FIG. 3 is a block diagram of another embodiment of the present invention, in which each wireless repeater has a horizontal omnidirectional antenna F instead of the electromagnetic horn E in FIG. This is an example in which a dead zone of radio waves near a repeater is attempted to be compensated for using a digital antenna F.

In this case, the zone switching is performed using one pair of antennas A of the repeater.
In addition to the zones of and B, a zone due to the third antenna F is added, so that ■→(a)→■→■→(b)→■
→ It is done as follows.

FIG. 4 shows an example of a pattern of radio wave zones in each repeater in the case of FIG. 3. The auxiliary zone, which is the radio wave zone 14 by antenna F, uses the third frequency pair f3° f3°.

In this case as well, the dead zone of radio waves near each repeater can be relieved by the same effect as in the embodiment of FIG. 1, so that instantaneous interruption of radio waves can be prevented even when a transmitter/receiver fails.

In the second embodiment, an omnidirectional antenna is used as the antenna F, but it is obvious that a directional antenna may be used to form the auxiliary radio wave zone.

Effects of the Invention As described above, according to the present invention, the dead zone of radio waves that occurs near the wireless repeater is covered, so that failure of the repeater can be avoided without using the radio frequency of the repeater to create a duplex configuration. This prevents momentary communication interruptions caused by This has the effect of making it possible.

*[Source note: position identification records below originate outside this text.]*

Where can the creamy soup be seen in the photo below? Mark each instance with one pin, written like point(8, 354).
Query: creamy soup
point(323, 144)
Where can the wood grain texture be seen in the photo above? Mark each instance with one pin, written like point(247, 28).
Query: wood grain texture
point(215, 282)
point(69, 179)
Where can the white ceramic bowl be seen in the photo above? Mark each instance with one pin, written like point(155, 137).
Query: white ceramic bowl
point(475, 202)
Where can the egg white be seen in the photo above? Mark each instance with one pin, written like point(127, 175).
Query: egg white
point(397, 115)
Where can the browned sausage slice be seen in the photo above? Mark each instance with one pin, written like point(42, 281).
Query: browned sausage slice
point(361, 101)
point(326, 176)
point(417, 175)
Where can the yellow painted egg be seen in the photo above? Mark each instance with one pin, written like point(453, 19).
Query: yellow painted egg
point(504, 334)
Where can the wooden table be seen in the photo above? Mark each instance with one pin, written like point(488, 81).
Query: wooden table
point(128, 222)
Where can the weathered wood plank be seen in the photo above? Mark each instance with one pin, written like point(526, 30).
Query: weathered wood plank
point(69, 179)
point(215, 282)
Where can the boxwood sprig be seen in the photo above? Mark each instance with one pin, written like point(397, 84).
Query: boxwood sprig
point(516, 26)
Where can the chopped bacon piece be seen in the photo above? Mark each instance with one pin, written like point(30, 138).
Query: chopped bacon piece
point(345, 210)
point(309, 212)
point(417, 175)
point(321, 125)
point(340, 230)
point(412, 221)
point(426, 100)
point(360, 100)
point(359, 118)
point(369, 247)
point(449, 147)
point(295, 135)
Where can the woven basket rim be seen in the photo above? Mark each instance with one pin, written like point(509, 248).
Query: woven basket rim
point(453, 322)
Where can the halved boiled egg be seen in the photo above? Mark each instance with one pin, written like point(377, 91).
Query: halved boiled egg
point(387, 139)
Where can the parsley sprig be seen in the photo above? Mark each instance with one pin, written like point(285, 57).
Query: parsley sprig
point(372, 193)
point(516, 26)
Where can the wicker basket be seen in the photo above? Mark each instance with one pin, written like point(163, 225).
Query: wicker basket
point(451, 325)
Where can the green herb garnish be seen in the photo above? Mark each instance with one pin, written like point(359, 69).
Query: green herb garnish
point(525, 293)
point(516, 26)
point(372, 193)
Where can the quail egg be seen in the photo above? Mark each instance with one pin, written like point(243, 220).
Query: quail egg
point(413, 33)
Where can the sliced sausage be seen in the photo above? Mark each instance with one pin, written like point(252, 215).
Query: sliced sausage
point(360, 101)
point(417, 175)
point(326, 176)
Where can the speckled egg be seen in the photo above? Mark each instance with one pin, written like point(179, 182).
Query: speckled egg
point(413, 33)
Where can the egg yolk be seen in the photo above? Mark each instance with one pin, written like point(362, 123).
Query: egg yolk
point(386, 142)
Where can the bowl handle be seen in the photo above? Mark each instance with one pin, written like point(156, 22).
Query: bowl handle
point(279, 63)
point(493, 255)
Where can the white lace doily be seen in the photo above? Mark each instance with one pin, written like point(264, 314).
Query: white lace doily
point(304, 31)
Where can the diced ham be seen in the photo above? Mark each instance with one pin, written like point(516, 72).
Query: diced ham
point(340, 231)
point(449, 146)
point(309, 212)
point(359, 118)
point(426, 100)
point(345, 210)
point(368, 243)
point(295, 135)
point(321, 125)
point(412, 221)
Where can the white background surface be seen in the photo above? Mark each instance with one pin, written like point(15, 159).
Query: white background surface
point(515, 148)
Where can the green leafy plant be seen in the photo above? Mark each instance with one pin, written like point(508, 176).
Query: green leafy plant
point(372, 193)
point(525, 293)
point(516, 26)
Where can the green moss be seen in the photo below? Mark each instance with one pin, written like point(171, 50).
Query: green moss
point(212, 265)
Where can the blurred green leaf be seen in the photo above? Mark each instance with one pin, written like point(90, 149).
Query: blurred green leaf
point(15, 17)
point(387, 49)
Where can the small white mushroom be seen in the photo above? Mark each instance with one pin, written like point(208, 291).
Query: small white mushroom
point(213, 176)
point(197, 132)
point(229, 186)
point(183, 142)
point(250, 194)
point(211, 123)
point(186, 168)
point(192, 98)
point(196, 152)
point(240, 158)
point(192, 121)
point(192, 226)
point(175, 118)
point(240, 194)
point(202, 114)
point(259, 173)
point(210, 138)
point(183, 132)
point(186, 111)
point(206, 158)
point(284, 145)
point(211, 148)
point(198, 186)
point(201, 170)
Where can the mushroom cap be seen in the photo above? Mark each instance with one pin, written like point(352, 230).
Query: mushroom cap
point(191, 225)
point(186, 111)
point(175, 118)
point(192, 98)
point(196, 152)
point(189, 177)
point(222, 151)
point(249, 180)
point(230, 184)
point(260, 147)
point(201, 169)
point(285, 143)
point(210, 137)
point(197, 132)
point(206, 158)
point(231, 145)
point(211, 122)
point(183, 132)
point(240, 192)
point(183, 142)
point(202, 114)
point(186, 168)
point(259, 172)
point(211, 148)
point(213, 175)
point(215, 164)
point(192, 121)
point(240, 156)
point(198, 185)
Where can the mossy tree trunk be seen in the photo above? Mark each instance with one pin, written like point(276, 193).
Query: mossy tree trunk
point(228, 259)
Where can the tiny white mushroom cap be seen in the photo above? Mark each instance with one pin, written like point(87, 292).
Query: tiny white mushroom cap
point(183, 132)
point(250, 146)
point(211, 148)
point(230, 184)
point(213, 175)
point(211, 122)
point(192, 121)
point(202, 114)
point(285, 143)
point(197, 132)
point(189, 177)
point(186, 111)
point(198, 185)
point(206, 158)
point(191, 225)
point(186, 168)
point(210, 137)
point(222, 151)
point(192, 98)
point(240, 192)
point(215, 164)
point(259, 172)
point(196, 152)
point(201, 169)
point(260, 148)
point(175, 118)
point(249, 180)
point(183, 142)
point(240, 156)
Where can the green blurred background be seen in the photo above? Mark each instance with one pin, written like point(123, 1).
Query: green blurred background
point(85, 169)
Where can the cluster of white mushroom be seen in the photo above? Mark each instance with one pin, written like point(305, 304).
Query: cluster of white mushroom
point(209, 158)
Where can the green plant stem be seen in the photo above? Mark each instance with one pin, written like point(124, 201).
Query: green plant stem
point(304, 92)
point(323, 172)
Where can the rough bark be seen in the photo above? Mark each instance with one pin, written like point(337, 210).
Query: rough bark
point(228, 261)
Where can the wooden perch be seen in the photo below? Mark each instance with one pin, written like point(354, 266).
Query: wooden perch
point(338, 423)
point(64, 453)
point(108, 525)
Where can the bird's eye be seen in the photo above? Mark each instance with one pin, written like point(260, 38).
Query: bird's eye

[Brief explanation of the drawing]

FIG. 1 is a diagram showing an embodiment of the present invention, FIG. 2 is a diagram showing the wireless zone configuration of the example in FIG. 1, FIG. 3 is a diagram showing another embodiment of the present invention, and FIG. Figures 5 to 7 are diagrams showing the wireless zone configuration of the example in Figure 3, and Figures 5 to 7 are column I! FIG. 1 is a diagram for explaining a wireless system. Description of symbols of main parts A, B... Transmitter/receiver C9D... Pair of antennas E... Electromagnetic horn F... Antenna

Claims (1)

[Claims] Multiple wireless relay stations each having a pair of wireless transmitters/receivers with a pair of antennas placed back to back are installed along the train tracks, and the directivity of each antenna is set in the direction of the opposite station, so that it is fixed to the mobile station inside the train. The train radio system is configured to perform relaying with stations, and each of the relay stations has an auxiliary radio zone that covers a dead zone of radio waves near the pair of antennas corresponding to the own relay station. A distinctive train radio system.